The native runner now owns the guarded status, claim, `dfx` execution, marking,
and summary behavior.
Emit the full next transitionable operation for an external runner:
```bash
canic restore apply-next \
--journal restore-apply-journal.json \
--out restore-apply-next.json
```
Preview the `dfx` command for the next transitionable operation without
executing it:
```bash
canic restore apply-command \
--journal restore-apply-journal.json \
--network local \
--out restore-apply-command.json \
--require-command
```
Use `--dfx <path>` when the runner should preview a non-default `dfx` binary.
Use `--require-command` when scripts should fail after writing the preview if no
executable operation is available.
Claim the next operation before executing it in an external runner:
```bash
canic restore apply-claim \
--journal restore-apply-journal.json \
--sequence 0 \
--updated-at 2026-05-04T12:00:00Z \
--out restore-apply-journal.json
```
Claiming marks the next ready operation `pending`. Pending operations remain the
next transitionable operation until `apply-mark` records them as completed or
failed, which lets interrupted runners resume from the same journal. Use
`--sequence <n>` to fail if the next transitionable operation no longer matches
the operation the runner previewed. Use `--updated-at <text>` to record a
runner-provided state marker; when omitted, the CLI writes `unknown`.
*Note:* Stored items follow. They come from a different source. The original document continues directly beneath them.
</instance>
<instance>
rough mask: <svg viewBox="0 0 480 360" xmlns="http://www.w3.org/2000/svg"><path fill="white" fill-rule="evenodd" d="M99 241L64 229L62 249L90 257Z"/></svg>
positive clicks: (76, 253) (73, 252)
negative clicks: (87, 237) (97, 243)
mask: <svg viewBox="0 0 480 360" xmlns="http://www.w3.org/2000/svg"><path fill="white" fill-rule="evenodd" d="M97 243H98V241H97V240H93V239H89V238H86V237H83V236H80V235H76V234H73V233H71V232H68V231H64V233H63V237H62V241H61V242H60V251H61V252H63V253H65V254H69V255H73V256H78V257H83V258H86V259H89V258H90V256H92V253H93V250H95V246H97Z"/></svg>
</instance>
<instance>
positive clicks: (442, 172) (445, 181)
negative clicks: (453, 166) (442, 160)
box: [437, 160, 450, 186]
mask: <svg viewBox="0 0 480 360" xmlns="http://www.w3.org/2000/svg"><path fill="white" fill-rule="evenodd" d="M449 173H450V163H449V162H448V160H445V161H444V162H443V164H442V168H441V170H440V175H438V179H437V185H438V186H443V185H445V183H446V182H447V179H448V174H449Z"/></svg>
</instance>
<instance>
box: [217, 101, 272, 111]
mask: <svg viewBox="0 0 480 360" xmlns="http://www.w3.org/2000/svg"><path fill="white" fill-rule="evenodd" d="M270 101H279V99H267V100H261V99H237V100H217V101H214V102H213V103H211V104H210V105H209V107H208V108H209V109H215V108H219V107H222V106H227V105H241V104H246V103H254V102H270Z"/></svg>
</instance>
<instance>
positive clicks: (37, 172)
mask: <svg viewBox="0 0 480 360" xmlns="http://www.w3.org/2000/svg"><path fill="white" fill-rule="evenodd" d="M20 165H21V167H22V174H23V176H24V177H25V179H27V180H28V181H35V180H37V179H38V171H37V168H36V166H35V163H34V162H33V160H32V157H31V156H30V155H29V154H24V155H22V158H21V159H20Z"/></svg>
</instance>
Release the current pending operation back to ready when a runner stopped before
executing it:
```bash
canic restore apply-unclaim \
--journal restore-apply-journal.json \
--sequence 0 \
--updated-at 2026-05-04T12:01:00Z \
--out restore-apply-journal.json
```
Use `--sequence <n>` with `apply-unclaim` when recovery scripts should only
release the pending operation they inspected.
Mark one journal operation after an external restore step completes or fails:
```bash
canic restore apply-mark \
--journal restore-apply-journal.json \
--sequence 0 \
--state completed \
--updated-at 2026-05-04T12:02:00Z \
--out restore-apply-journal.json \
--require-pending
```
Use `--state failed --reason <text>` to record a failed operation. The command
validates the input journal, refuses to skip earlier ready operations, refreshes
operation counts, and writes the updated journal without executing any restore
mutation. Use `--require-pending` when runners should only mark operations that
were claimed first.
Example external restore runner loop:
```bash
set -euo pipefail
journal=restore-apply-journal.json
network=local
while true; do
canic restore apply-status \
--journal "$journal" \
--out restore-apply-status.json \
--require-ready \
--require-no-pending \
--require-no-failed
if canic restore apply-status \
--journal "$journal" \
--out restore-apply-status.json \
--require-complete; then
break
fi
canic restore apply-command \
--journal "$journal" \
--network "$network" \
--out restore-apply-command.json \
--require-command
sequence="$(jq -r '.operation.sequence' restore-apply-command.json)"
canic restore apply-claim \
--journal "$journal" \
--sequence "$sequence" \
--updated-at "$updated_at" \
--out "$journal"
eval "$command"
canic restore apply-mark \
--journal "$journal" \
--sequence "$sequence" \
--state completed \
--updated-at "$(date -u +%Y-%m-%dT%H:%M:%SZ)" \
--out "$journal" \
--require-pending
done
```
If the runner stops after claiming work but before executing the previewed
command, inspect `restore-apply-status.json` and use `apply-unclaim --sequence
<n>` to release the pending operation back to `ready`.